Tax purposes always make for boffo box office.
§ Nones. Quite aside from the, er, diplomatic aspect, where on earth was the money for this project going to come from?
§ Vespers. In a nutshell: In 1982, Harvard intervened on behalf of a student who complained that the Nobel Prize-winning poet had graded her work with a C, after she responded negatively to an inappropriate proposal. (“Imagine me making love to you. What would I do?”) Harvard administrators changed the grade to Pass. Now a smear campaign, dredging all of this up, has induced the poet to withdraw from the running for a prestigious poetry professorship at Oxford.
Mr Walcott insists that he will not discuss the matter. Certainly he ought not to be asked to comment on his amorous advances.

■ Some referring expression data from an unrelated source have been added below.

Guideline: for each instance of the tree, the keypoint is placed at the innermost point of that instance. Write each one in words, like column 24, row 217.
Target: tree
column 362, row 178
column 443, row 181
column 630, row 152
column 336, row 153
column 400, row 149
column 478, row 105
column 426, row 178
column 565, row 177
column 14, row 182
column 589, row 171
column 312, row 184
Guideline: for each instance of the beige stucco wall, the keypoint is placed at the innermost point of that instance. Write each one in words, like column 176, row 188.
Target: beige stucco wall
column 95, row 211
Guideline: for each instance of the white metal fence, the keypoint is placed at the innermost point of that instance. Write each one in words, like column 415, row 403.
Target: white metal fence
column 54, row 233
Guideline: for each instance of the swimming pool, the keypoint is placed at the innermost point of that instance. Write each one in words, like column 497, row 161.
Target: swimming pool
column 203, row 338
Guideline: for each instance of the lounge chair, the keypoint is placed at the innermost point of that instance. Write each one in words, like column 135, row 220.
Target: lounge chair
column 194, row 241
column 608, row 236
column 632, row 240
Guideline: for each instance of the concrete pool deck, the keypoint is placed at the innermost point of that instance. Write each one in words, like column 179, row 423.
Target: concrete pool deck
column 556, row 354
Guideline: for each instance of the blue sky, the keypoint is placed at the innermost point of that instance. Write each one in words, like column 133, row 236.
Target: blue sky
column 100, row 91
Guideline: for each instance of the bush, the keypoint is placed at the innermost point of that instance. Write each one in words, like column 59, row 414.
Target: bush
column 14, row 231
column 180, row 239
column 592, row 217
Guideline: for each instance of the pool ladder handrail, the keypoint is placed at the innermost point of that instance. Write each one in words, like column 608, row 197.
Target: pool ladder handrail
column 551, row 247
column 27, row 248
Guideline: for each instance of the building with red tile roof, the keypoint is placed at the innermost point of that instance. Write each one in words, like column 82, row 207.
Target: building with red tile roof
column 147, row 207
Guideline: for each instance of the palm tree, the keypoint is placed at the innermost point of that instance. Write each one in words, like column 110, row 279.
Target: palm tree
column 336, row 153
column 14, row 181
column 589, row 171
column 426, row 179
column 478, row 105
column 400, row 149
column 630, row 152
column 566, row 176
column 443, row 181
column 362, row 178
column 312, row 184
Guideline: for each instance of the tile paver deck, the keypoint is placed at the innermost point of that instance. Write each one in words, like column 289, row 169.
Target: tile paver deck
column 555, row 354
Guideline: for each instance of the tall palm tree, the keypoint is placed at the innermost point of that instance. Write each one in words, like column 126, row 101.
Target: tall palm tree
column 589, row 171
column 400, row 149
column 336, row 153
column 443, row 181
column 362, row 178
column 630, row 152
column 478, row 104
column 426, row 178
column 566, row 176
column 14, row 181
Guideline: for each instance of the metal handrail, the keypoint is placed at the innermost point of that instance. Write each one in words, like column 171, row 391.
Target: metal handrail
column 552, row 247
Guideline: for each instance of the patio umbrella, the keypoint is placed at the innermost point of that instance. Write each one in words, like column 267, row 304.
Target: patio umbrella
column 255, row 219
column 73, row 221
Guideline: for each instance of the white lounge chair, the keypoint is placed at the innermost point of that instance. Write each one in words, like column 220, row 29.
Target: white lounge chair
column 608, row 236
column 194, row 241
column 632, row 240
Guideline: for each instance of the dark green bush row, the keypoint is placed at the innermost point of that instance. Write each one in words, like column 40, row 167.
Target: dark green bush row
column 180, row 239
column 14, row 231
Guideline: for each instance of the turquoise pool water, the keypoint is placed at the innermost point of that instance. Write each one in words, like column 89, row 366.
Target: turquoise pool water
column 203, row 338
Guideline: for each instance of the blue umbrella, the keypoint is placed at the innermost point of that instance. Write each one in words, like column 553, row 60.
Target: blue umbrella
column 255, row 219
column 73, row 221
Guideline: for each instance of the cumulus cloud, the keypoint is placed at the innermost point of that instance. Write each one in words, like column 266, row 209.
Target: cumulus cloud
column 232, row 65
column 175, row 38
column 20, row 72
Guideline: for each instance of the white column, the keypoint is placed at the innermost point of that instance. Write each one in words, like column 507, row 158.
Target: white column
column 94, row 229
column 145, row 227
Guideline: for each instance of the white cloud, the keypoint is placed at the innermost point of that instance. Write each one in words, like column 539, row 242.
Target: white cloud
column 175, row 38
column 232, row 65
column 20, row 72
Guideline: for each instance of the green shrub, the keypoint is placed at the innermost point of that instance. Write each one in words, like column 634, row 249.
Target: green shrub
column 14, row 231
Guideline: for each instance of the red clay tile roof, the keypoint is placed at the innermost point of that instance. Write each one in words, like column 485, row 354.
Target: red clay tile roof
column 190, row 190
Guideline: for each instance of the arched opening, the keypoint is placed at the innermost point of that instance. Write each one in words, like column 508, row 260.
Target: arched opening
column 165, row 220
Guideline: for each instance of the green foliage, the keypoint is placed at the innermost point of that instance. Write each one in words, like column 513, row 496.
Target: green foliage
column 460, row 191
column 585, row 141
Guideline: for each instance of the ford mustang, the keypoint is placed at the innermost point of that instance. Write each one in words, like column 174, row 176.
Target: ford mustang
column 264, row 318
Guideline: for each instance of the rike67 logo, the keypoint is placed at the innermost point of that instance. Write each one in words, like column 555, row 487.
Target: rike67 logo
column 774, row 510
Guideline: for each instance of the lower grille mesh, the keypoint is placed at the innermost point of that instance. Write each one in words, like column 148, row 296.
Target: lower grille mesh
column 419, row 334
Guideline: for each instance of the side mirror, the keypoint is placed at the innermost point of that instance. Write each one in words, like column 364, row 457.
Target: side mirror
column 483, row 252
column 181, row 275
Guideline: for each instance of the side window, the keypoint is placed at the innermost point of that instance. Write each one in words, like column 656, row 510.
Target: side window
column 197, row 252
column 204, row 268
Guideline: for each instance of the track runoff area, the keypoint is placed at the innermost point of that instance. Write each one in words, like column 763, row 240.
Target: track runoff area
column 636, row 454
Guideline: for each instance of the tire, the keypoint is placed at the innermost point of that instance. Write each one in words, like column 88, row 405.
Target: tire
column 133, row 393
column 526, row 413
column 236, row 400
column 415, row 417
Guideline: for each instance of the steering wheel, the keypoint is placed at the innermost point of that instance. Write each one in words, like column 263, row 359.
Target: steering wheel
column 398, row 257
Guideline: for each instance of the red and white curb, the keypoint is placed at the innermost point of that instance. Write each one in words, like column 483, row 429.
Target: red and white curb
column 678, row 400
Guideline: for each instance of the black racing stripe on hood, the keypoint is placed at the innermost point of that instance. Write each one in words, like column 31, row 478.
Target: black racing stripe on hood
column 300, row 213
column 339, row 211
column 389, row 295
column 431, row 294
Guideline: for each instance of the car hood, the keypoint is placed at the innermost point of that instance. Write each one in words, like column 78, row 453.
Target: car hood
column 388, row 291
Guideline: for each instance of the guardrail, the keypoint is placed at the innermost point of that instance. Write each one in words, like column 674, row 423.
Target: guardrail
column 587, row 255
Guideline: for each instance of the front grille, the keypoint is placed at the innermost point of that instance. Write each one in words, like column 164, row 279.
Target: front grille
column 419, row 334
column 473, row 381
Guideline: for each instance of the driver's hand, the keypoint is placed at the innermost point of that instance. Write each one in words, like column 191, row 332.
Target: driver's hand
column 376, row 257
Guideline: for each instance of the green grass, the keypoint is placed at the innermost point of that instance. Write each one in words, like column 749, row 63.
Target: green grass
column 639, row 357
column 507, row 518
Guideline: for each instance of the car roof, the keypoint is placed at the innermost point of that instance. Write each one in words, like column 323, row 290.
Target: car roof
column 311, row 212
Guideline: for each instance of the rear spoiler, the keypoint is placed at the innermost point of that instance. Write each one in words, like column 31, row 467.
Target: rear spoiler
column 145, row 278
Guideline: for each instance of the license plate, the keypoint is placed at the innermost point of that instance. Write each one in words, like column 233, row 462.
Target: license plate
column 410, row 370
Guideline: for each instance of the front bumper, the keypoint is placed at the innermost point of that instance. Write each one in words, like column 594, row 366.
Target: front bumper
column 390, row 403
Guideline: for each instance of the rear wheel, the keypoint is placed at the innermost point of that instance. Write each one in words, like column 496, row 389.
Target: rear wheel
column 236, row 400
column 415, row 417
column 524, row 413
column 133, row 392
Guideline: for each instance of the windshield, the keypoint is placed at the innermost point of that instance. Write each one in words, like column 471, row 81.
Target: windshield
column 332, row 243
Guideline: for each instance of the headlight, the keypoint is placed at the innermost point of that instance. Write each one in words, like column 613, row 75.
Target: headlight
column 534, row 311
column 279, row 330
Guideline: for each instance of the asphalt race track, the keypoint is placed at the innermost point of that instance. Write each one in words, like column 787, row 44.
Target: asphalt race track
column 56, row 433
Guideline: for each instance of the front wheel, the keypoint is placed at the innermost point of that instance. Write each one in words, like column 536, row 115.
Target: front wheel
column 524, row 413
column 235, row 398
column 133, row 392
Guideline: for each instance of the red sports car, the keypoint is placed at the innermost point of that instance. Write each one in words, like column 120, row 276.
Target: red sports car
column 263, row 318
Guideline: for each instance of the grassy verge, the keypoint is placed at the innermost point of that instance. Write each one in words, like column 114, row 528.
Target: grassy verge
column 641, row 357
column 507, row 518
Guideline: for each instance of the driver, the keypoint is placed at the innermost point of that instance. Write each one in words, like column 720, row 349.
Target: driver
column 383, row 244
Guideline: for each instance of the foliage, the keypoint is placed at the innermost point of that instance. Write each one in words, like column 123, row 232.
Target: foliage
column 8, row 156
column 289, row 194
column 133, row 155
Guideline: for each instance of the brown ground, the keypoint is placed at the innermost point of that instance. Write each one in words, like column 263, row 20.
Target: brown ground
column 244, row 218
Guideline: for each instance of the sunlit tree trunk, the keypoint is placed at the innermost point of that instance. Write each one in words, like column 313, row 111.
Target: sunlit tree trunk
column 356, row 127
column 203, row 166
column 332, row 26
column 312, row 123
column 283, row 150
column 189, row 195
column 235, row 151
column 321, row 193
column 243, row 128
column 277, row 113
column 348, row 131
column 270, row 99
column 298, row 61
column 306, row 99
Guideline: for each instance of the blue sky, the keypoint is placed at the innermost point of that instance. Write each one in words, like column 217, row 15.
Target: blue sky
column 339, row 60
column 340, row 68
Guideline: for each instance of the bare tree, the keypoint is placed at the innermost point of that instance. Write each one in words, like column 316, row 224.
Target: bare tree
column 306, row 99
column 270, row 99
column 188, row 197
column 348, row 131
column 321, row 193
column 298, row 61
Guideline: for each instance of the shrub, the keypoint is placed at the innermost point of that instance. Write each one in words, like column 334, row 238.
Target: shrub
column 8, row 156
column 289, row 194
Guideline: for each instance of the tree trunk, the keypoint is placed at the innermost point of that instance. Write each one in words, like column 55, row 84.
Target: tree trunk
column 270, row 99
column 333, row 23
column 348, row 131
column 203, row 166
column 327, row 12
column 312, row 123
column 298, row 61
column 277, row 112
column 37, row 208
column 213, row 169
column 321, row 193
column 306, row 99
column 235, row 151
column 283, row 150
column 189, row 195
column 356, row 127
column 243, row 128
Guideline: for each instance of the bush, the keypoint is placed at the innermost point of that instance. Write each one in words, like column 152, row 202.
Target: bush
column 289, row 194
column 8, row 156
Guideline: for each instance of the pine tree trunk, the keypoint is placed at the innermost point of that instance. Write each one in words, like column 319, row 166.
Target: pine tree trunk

As his defender Hermione Lee suggests, we expect poets to love pretty girls. (Don’t we? Or pretty boys?) But the matter of the grade does not partake of intimacy. Mr Walcott was presumably unable to convince Harvard that the student deserved the C. He ought to have something to say about that, either in his own defense or by way of apology. And, if he had done, the loathsome smear campaign might never have built up steam.
§ Compline. One thing that Mr Wolcott neglects to mention is how much older he’ll be this time, if the city slips once again into the disorder that reached its nadir in the 1977 blackout.
As smelly-cheese nostalgia goes, Mr Wolcott’s slow-news-day essay is fairly rank.
Andy Warhol, though resembling an albino scarecrow in an electroshock wig, still carried out his duties as archbishop of the dioceses of the living dead, his apparitional sightings at CBGB’s and elsewhere strangely comforting, providing a silver thread of continuity from the Factory to the strivings of his virgin spectral offspring, such as Blondie’s Deborah Harry, the daughter he never had.
What bothers me is that if New York plunges into a second go-round of the 70s, this time with additional angst, we’ll still be stuck with all those spiky glass buildings that have gone up in recent years, reflecting our own overreaching folly back at us with sterile mockery. Really, I much prefer rubble.